Neural network in essence is a Optimization problem . With forward computing and back propagation , Optimizer use back-propagation gradients to optimize parameters in a neural network.

1. Adam

Optimizer of Adam is a method to adaptively adjust learning rate, fit for most non-convex optimization , big data set and high-dimensional scenarios. Adam is the most common optimization algorithm.

API Reference: Adam

2. SGD

SGD is an offspring class of Optimizer implementing Stochastic Gradient Descent which is a method of Gradient Descent . When it needs to train a large number of samples, we usually choose SGD to make loss function converge more quickly.

API Reference: SGD

3. Momentum

Momentum optimizer adds momentum on the basis of SGD , reducing noise problem in the process of random gradient descent.
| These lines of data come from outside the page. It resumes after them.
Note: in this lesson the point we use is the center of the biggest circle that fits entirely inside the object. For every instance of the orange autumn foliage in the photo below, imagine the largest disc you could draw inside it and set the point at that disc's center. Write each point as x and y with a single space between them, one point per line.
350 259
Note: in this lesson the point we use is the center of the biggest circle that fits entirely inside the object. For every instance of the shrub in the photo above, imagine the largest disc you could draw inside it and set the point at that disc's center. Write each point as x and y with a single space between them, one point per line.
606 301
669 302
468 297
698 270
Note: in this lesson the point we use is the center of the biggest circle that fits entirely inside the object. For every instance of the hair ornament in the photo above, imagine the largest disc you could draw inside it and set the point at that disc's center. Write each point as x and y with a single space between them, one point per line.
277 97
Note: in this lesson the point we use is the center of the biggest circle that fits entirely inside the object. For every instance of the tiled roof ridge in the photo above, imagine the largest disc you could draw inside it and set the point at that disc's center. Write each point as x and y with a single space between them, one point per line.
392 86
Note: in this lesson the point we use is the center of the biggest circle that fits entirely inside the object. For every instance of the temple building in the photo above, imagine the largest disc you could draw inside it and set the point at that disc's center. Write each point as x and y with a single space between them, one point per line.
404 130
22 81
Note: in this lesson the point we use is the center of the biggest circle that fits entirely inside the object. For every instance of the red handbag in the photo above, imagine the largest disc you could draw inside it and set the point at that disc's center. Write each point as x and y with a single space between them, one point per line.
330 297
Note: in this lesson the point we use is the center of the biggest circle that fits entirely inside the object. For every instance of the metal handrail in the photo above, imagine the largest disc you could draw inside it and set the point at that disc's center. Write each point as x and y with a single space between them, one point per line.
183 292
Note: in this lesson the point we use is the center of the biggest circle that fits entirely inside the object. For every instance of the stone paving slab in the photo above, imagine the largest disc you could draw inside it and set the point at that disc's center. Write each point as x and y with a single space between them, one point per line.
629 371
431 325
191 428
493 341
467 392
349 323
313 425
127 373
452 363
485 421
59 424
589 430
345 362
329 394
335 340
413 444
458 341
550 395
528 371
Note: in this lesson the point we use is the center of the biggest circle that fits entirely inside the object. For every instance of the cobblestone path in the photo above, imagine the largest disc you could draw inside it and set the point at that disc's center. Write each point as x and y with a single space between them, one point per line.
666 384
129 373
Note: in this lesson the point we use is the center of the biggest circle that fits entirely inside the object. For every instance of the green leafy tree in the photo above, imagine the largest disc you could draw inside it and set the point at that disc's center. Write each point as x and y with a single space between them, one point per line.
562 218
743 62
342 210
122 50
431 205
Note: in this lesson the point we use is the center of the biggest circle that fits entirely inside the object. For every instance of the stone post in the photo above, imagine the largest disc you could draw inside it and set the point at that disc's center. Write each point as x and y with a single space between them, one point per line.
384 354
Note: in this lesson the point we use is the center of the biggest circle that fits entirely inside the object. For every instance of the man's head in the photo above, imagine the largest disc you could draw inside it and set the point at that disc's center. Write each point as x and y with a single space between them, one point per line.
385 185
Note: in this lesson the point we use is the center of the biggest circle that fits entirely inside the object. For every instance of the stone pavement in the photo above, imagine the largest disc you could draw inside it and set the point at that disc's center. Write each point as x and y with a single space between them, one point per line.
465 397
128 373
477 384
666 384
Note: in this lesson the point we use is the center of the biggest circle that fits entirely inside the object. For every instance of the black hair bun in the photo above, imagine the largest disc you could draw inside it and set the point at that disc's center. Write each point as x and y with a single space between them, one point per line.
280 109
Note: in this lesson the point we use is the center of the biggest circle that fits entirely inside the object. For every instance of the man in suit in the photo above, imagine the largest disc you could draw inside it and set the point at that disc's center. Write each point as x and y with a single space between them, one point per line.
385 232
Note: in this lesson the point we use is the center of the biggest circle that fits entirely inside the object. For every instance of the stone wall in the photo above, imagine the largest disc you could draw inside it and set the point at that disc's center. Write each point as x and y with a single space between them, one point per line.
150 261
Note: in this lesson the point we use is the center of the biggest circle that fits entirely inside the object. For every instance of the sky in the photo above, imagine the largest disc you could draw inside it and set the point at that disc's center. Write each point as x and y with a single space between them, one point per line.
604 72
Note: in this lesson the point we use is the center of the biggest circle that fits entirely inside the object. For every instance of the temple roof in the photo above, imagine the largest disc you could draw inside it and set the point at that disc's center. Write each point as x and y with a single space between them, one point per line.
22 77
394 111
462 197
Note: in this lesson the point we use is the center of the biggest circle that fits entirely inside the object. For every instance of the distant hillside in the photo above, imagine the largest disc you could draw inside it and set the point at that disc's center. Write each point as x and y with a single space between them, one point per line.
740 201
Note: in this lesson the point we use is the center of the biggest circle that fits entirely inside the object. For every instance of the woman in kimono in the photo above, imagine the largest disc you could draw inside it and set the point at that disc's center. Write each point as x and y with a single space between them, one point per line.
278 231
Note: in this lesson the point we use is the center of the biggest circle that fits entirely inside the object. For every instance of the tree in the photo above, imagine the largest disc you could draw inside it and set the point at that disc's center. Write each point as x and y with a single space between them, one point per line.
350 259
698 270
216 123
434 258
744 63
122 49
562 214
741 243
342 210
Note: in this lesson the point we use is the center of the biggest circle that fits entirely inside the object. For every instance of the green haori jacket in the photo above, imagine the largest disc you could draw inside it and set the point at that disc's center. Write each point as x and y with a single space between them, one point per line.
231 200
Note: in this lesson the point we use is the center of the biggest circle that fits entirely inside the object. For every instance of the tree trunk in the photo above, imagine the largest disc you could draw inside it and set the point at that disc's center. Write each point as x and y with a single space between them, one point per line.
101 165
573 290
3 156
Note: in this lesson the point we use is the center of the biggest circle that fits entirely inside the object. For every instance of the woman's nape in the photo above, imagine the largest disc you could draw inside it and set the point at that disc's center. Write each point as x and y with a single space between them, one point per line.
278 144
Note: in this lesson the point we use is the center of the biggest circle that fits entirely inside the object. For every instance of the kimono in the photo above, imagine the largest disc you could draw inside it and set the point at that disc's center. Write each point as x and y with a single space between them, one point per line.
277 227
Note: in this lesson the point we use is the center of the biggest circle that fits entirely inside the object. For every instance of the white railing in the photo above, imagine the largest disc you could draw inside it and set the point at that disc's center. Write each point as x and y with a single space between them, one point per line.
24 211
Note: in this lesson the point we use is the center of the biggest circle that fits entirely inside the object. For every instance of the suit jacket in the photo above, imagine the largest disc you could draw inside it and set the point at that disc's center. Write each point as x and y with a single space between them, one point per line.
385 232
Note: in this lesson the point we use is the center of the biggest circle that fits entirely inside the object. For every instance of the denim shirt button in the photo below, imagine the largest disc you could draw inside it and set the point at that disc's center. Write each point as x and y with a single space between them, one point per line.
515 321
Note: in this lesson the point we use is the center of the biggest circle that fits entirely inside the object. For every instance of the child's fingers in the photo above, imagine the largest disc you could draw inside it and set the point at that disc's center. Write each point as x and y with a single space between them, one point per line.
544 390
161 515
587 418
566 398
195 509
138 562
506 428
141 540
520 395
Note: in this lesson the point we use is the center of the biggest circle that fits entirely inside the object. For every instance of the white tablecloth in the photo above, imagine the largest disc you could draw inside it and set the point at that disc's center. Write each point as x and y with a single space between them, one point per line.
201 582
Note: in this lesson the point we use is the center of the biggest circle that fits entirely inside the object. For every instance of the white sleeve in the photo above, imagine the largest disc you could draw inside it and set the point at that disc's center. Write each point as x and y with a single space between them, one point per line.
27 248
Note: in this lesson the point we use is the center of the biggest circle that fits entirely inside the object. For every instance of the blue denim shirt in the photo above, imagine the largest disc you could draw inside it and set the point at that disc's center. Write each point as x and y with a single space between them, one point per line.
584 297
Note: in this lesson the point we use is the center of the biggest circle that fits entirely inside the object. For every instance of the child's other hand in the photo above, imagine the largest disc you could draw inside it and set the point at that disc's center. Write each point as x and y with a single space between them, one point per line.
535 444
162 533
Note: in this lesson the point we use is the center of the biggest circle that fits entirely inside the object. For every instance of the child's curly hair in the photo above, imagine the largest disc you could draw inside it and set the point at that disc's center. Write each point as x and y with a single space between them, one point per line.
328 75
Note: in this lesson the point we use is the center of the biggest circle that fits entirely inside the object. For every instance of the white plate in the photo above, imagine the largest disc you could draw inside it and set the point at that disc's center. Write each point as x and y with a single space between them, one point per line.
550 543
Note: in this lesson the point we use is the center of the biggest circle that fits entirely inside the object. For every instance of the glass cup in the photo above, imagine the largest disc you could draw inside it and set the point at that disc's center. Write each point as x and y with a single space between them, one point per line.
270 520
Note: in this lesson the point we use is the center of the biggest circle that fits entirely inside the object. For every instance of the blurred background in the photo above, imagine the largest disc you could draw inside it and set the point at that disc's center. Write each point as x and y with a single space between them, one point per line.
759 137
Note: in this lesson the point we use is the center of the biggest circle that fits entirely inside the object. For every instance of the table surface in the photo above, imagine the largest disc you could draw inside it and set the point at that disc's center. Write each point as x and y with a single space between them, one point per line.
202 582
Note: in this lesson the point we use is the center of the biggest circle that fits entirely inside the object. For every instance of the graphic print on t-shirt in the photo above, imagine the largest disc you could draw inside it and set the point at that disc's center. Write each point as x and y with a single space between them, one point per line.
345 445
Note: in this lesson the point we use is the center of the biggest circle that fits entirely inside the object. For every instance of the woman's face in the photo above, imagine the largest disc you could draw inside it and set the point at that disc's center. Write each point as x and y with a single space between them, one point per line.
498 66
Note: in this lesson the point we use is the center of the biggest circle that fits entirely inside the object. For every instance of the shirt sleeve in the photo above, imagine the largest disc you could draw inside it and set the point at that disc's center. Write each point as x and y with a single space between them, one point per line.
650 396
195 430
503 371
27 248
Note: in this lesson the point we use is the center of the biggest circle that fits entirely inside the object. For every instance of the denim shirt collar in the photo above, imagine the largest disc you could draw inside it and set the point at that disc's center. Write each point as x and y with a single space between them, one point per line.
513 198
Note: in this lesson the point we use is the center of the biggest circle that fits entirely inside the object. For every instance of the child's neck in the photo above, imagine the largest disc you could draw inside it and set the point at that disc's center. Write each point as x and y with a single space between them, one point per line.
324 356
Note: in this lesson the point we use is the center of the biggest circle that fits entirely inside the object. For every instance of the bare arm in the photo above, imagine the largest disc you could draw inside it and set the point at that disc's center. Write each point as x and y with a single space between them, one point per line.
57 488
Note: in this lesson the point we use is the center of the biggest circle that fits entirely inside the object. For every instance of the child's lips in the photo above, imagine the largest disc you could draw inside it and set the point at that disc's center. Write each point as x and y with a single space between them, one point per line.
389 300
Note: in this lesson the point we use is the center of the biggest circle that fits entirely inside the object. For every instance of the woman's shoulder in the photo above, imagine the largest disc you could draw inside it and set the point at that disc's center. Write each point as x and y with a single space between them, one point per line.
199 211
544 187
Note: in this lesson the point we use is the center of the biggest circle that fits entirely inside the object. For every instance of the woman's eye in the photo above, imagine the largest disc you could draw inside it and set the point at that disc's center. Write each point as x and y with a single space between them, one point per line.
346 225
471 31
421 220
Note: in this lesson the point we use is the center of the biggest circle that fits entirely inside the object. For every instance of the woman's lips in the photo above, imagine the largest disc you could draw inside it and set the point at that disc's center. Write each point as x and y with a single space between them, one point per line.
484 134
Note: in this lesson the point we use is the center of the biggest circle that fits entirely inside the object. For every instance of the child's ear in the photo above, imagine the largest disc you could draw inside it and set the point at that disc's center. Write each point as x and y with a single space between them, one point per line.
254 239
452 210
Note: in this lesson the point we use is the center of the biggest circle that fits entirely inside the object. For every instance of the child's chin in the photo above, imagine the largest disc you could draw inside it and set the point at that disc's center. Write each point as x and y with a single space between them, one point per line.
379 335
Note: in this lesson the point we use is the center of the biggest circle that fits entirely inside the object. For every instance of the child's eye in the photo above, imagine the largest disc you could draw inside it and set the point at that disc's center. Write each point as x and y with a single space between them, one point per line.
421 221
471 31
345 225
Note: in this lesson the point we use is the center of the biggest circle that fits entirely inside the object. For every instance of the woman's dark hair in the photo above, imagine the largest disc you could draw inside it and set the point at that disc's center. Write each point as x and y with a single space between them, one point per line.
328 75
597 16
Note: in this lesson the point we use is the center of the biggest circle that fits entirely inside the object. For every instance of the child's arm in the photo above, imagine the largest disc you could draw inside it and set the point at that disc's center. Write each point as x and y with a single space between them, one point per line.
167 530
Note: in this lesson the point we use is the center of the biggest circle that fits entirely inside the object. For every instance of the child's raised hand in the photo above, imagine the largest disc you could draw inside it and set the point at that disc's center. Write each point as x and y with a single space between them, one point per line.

You can set use_nesterov as False or True, respectively corresponding to traditional Momentum(Section 4.1 in thesis) algorithm and Nesterov accelerated gradient(Section 4.2 in thesis) algorithm.

API Reference: Momentum

4. AdamW

AdamW optimizer is an improved version of Adam, which decouples weight decay (regularization) from gradient updates, addressing the issue of L2 regularization failure in Adam.

API Reference: AdamW

5. Adagrad

Adagrad optimizer can adaptively allocate different learning rates for parameters to solve the problem of different sample sizes for different parameters.

API Reference: Adagrad

6. RMSProp

RMSProp optimizer is a method to adaptively adjust learning rate. It mainly solves the problem of dramatic decrease of learning rate in the mid-term and end term of model training after Adagrad is used.

API Reference: RMSProp

7. Adamax

Adamax is a variant of Adam algorithm, simplifying limits of learning rate, especially upper limit.

API Reference: Adamax

8. Lamb

Lamb aims to increase the batch size during training without compromising accuracy, supporting adaptive element-wise updates and precise layer-wise correction.

API Reference: Lamb

9. NAdam

NAdam optimizer is based on Adam, combining the advantages of Nesterov momentum and Adam’s adaptive learning rate.

API Reference: NAdam

10. RAdam

RAdam optimizer improves upon Adam by introducing an adaptive learning rate warmup strategy, enhancing the initial stability of training.

API Reference: RAdam

11. ASGD

ASGD optimizer, it is a strategy version of SGD that trades space for time, and is a stochastic optimization method with trajectory averaging. On the basis of SGD, ASGD adds a measure of the average value of historical parameters, making the variance of noise in the descending direction decrease in a decreasing trend, so that the algorithm will eventually converge to the optimal value at a linear speed.

API Reference: ASGD

12. Rprop

Rprop optimizer, this method considers that the magnitude of gradients for different weight parameters may vary greatly, making it difficult to find a global learning step size. Therefore, an innovative method is proposed to accelerate the optimization process by dynamically adjusting the learning step size through the use of parameter gradient symbols.

API Reference: Rprop

13. LBFGS

LBFGS employs the limited-memory BFGS method, approximating the inverse of the Hessian matrix to update parameters.

API Reference: LBFGS

14. Adadelta

Adadelta optimizer is an improved version of Adagrad, using exponential moving averages to adjust the learning rate, mitigating the rapid decline in learning rate during later stages of training and enhancing stability.

API Reference: Adadelta